When someone feels happy with a loved one, such as spouse, sibling, parent or child, that emotional state triggers memories of all the times they have enjoyed that relationship.  Induced by such memories and feelings they might say something like, “You are wonderful! You make me SO happy!”

However if they then feel offended by that same person their emotions can switch to the opposite setting and suddenly they not only feel negative about that person, but somehow they can now remember many times when they have felt the same negative way.  This time they might say something like, “You have always been SO hurtful! I’ve never really liked you. I wish I never knew you!”

On both occasions the person can speak quite sincerely.  For that moment all the thoughts, memories and feelings they have access to match what they are saying.

Quite often in such an upset the emotions settle down and the person feels apologetic for their excessive outburst.  They may then say something like, “I didn’t really mean what I said when I was attacking you.”

Once again the person is speaking sincerely.  They now review what they said and they don’t have access to all the dominating emotions and memories that fed their negative feelings.  They now have a more reasonable view of things and they try to patch up the relationship.

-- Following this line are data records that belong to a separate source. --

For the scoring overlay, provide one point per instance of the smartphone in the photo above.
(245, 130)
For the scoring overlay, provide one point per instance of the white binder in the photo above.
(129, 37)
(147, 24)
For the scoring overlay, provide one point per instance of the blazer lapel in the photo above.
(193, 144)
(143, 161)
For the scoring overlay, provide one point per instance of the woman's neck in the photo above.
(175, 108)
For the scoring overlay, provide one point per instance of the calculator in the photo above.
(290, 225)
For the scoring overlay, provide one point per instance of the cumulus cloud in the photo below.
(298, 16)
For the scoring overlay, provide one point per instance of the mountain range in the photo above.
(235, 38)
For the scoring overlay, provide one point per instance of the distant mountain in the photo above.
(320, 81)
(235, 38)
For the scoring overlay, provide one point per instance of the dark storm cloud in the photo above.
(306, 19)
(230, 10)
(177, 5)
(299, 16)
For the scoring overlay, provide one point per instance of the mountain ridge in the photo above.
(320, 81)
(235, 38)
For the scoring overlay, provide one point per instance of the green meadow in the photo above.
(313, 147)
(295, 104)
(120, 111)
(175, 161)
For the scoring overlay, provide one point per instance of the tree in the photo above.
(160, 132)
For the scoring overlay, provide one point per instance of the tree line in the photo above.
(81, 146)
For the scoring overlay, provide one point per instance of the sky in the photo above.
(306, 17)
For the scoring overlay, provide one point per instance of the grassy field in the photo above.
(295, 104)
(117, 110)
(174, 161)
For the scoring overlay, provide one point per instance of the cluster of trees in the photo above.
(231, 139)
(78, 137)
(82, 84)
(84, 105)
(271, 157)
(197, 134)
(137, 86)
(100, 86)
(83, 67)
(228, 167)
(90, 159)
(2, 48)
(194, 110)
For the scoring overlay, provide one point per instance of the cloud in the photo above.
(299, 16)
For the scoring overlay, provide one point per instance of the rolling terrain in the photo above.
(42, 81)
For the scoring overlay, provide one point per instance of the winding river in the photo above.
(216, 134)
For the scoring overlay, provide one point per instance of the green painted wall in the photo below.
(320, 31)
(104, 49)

Clearly it is dangerous to be so out of control emotionally.  Not only will we be pushed like a boat in the wind, but others around us will be hurt and confused by our changeableness.

Rule Your Own Spirit

We each need to have rule over our own spirit, controlling our emotions, managing our emotional filter so it doesn’t fool us and make a mess our perceptions.

Step One – Realise you have an emotional filter that can fool you into believing things that are not true, because they are skewed, either positively or negatively.

Step Two – Recognise your predisposition, toward unrealistic upbeat feelings, or unrealistic negative feelings, or even to switching from one to the other erratically.

Step Three – Ask God to help you get “rule over your own spirit” so you don’t get pushed around by your emotions or the skewed sense of reality from your emotional filter.

Step Four – Get your friends and loved ones to function as a reality filter for you.  Find people who are balanced (not overly optimistic or overly negative or critical) and get them to check your ideas with you.

Step Five – Wise up about life and reality.  A good way to do that is to read the Bible and learn Christ’s principles for living.  They will be an anchor for your life and give you a reference point to test whether you are out of balance or not.